M. Gabriel Attal, ministre de l'éducation nationale et de la jeunesse .  - Puisque vous avez omis de le faire, je commencerai par saluer les enseignants, chefs d'établissement et agents des rectorats, qui ont organisé cette rentrée. (Protestations à gauche)

Plusieurs voix sur les travées du groupe SER.  - C'est minable !

M. Gabriel Attal, ministre.  - Évidemment, il y a des difficultés dans notre système scolaire. (Marques d'ironie à gauche) Permettez-moi simplement de rappeler quelques réalités.

Depuis 2017, il y a 300 000 élèves de moins : au lieu de supprimer 20 000 postes, ce qui aurait été conforme à la démographie, nous en avons créé 2 000. Quant au budget, il a crû de 30 % -  du jamais-vu.

Nous investissons comme jamais dans l'éducation nationale. La revalorisation des enseignants était due : elle n'est pas conditionnée à des missions supplémentaires, et tous les enseignants ont été revalorisés sans contrepartie -  de 125 à 250 euros nets entre la rentrée 2022 et la rentrée 2023.

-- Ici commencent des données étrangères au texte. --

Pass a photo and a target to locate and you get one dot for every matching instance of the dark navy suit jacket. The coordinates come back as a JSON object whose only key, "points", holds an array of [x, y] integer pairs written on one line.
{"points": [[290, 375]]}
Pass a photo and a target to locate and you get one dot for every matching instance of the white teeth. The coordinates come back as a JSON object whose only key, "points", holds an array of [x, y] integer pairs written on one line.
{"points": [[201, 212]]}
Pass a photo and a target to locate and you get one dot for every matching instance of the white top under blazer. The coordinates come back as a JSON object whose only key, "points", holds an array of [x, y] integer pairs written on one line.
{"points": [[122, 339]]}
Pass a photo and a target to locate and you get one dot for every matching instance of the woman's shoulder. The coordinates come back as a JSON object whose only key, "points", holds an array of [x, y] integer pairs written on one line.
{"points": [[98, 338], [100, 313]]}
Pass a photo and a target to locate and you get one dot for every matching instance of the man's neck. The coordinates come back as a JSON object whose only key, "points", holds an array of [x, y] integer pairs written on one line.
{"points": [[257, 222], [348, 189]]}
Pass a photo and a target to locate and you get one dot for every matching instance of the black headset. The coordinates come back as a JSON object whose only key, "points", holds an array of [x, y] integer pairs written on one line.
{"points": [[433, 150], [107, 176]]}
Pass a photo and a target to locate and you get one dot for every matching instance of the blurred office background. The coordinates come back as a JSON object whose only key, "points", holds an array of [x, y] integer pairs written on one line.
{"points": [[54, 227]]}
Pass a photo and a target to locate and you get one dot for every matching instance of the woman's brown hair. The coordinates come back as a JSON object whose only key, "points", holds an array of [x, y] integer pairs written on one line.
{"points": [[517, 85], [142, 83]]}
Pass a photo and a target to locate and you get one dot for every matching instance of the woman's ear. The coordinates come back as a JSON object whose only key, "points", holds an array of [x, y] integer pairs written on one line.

S'agissant de l'école inclusive, nous avons doublé le nombre d'élèves en situation de handicap accueillis à l'école ; nous avons recruté 40 000 AESH, et ces agents sont revalorisés de 13 % supplémentaires en cette rentrée.

M. Hussein Bourgi.  - Pourquoi donc font-ils grève ?

Mme Marie-Pierre de La Gontrie.  - Tout va bien !

M. Gabriel Attal, ministre.  - Nous devons maintenant améliorer qualitativement l'accueil des élèves ; c'est le travail engagé avec Fadila Khattabi et Aurore Bergé.

Oui, il y a des difficultés ; mais oui, nous investissons comme jamais pour en venir à bout avec les enseignants, les chefs d'établissement, les AESH et les familles, pour assurer la réussite de nos élèves ! (Applaudissements sur les travées du RDPI ; MM. Olivier Bitz et Daniel Chasseing applaudissent également.)

M. Xavier Iacovelli.  - Bravo !

Mme Colombe Brossel.  - J'ai trop de respect pour cette assemblée pour céder à la démagogie... (Exclamations sur les travées du RDPI et sur quelques travées du groupe Les Républicains)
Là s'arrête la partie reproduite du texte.